When the walking wounded walk into our community, I want them to hear: “I love you. Your life matters.” I believe all our principles and sources boil down to these words. They are about potential, not purity. Therefore, whatever the powers and principalities have made Black Lives Matter mean in the six years since it emerged, I understand it through its original context. A response of powerful love from deep pain and grief.
When I see the banner on the side of our church building, this is what I believe: “Black people. Brown people. White people. People without housing. The hungry. The poor. The oppressed. The marginalized. The undocumented. The refugee. The immigrant. The discriminated. The displaced. The sick. The dying. To mother Earth herself. We love you. We love us. Our lives matter.” When the least among us get free, we all get free.

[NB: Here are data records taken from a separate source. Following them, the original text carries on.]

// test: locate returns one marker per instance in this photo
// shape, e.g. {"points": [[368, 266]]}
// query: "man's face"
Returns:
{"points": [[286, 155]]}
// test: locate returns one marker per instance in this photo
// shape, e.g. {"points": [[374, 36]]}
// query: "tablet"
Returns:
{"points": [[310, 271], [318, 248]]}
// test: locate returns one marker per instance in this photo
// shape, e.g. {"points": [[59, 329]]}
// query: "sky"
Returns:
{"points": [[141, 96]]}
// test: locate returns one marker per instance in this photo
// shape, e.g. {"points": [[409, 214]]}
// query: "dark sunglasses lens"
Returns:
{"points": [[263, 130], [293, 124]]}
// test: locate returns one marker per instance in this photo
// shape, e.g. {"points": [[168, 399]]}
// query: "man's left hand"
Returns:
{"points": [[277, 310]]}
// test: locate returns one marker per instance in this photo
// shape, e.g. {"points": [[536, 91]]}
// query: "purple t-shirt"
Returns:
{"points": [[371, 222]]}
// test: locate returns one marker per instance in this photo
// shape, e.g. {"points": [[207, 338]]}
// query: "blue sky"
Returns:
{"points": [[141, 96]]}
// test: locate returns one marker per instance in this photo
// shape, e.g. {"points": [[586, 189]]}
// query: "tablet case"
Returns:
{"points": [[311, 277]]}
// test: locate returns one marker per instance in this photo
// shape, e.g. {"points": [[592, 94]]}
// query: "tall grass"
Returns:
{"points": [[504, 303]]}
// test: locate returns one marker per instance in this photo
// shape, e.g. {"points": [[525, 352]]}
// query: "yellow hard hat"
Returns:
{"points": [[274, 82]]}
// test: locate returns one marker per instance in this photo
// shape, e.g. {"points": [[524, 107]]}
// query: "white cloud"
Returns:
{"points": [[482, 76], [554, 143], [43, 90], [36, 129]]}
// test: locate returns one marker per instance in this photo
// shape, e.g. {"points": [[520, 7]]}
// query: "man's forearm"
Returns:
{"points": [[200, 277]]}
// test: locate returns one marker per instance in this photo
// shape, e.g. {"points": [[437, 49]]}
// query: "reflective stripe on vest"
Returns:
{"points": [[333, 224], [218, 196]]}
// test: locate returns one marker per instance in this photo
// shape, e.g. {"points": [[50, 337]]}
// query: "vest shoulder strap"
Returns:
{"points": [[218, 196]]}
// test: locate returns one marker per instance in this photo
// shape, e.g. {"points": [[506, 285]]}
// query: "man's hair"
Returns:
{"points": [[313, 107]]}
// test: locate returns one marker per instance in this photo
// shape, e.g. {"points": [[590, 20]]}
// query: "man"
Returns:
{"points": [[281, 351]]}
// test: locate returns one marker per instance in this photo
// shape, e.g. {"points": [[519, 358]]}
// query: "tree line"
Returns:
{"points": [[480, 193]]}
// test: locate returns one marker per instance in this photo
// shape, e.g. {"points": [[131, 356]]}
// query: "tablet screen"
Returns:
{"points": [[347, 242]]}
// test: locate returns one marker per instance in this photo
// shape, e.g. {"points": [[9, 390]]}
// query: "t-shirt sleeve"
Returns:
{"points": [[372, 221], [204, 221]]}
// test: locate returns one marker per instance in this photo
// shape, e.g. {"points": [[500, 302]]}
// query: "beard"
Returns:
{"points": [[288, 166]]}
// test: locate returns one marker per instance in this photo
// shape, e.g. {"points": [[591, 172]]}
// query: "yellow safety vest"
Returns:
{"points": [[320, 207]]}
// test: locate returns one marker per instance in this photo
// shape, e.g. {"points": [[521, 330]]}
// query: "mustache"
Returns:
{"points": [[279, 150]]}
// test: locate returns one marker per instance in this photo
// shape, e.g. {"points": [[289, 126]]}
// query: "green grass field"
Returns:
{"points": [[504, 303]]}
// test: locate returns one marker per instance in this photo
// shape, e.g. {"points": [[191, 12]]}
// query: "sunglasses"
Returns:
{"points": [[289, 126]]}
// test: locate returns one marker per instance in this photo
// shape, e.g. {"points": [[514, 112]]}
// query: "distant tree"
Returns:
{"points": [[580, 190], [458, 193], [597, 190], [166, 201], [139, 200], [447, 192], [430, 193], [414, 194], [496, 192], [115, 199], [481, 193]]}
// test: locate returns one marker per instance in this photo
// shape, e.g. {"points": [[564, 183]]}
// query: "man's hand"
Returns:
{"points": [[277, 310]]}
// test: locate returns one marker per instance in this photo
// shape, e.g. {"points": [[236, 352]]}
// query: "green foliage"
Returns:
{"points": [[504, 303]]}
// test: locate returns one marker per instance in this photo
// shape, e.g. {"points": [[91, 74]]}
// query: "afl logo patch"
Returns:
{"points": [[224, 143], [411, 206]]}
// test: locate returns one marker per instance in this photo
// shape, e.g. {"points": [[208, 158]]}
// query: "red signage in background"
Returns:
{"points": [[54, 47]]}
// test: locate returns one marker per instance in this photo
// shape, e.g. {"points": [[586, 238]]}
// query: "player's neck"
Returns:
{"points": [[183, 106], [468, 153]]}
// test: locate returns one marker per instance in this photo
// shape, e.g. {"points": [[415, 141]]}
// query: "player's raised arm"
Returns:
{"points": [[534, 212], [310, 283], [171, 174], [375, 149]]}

Our banner challenges us to get out of our seats and into the streets and live our principles and sources into the world. Unitarian Universalism is a religion that aspires to create a world in which all life matters while recognizing that humanity as it is does not value the inherent worth and dignity of all lives and all life. We move beyond thoughts and prayers into action. If we don’t, we’re no better than the vipers and hypocrites who send only their thoughts and prayers. But that is not us.
Siblings in faith, Black Lives Matter is a commitment to love. A mantra. A yearning hope and an eschatological vision. A reminder for me to wake up. To love myself. To love my neighbor. And to love the Earth. It is who I believe we can be as a people of faith. Three simple words: I love you. Three simple words: Black Lives Matter. May we all be transformed by their power. Amen.